The paradigm used in most studies is that AF detection would be just a matter of time, but even in a one-year follow up, AF is detected in less than half of patients with cryptogenic stroke. This is a pioneering study in monitoring patients at similar stroke and TIA risk, by including a group with stroke and a control group without the disease. The finding that the incidence of atrial arrhythmias was not different between both groups is consistent with the hypothesis that a factor other than arrhythmia may be involved in the risk for stroke; one possibility is fibrotic atrial cardiomyopathy.

Study limitations

The sample size was insufficient to evaluate individual risk factors. Discrimination between short runs of atrial tachycardia and AF may be difficult, even to an experienced electrophysiologist. P-waves in ambulatory monitoring systems may not be clearly identified as compared with conventional 12-lead ECG. Nevertheless, analysis of isolated episodes and analysis of more than one arrhythmia episode yielded similar results, since all patients that had short AF episodes also had AT.

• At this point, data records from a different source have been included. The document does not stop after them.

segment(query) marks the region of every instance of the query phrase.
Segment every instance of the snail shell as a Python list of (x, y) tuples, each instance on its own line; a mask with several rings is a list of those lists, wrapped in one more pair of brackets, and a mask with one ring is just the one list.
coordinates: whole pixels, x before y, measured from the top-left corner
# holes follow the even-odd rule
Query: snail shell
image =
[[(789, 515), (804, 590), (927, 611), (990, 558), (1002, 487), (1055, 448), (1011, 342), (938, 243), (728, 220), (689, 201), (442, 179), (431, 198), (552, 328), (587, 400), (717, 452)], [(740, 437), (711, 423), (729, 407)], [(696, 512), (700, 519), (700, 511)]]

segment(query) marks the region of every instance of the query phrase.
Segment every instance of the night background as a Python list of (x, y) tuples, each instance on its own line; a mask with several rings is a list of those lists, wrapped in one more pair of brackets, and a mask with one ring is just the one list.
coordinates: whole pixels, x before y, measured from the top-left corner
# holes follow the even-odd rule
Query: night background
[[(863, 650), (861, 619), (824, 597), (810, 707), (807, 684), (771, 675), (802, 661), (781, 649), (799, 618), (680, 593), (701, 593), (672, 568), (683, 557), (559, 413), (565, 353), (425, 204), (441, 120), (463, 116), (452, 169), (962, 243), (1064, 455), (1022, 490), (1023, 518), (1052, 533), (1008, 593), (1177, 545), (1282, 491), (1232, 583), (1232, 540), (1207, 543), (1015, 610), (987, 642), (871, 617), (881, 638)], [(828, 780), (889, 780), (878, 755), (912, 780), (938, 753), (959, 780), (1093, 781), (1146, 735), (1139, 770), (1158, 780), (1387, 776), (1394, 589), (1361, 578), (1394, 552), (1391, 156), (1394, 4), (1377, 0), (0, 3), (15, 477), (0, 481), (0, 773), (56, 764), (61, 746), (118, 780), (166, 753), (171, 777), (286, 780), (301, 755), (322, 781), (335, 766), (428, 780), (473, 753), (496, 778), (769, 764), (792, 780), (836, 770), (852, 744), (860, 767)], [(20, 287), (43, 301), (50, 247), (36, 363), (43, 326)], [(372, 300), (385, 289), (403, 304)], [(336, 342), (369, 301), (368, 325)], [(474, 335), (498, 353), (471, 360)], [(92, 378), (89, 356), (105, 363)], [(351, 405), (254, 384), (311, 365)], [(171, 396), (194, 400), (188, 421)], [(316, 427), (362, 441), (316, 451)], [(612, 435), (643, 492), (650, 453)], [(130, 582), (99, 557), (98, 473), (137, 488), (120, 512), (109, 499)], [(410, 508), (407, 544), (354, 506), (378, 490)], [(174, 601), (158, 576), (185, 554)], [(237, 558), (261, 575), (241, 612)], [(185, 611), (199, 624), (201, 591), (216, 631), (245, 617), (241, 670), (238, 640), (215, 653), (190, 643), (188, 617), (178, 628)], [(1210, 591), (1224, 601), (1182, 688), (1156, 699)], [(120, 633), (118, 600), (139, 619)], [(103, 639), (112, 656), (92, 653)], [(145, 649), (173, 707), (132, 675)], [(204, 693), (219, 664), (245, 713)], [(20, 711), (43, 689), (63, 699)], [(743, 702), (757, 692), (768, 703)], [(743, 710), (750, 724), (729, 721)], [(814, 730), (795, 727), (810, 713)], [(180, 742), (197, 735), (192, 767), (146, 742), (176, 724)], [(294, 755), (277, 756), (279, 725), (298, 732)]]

Mobile phone services currently available still have limited coverage, with absent or deficient signal strength, and unstable transmission velocity, which altogether, negatively affect PoIP data collection. Due to frequent repairs of problems caused by electrical discharges in cell phone towers, access to GPRS may be lost, thereby affecting signal reception, which may be solved by implementation of the 4G technology.

Conclusions

Holter and PoIP showed comparable results in the first 24 hours. The shorter monitoring period was caused by a low signal strength. Data transmission loss in hospitalized patients resulted from a mismatch between the protocol of signal transmission in the cell phone tower (3G) and the signal effectively transmitted (2.5G), which can be mitigated by the adoption of a 4G technology. The incidence of arrythmia was not different between stroke and control groups.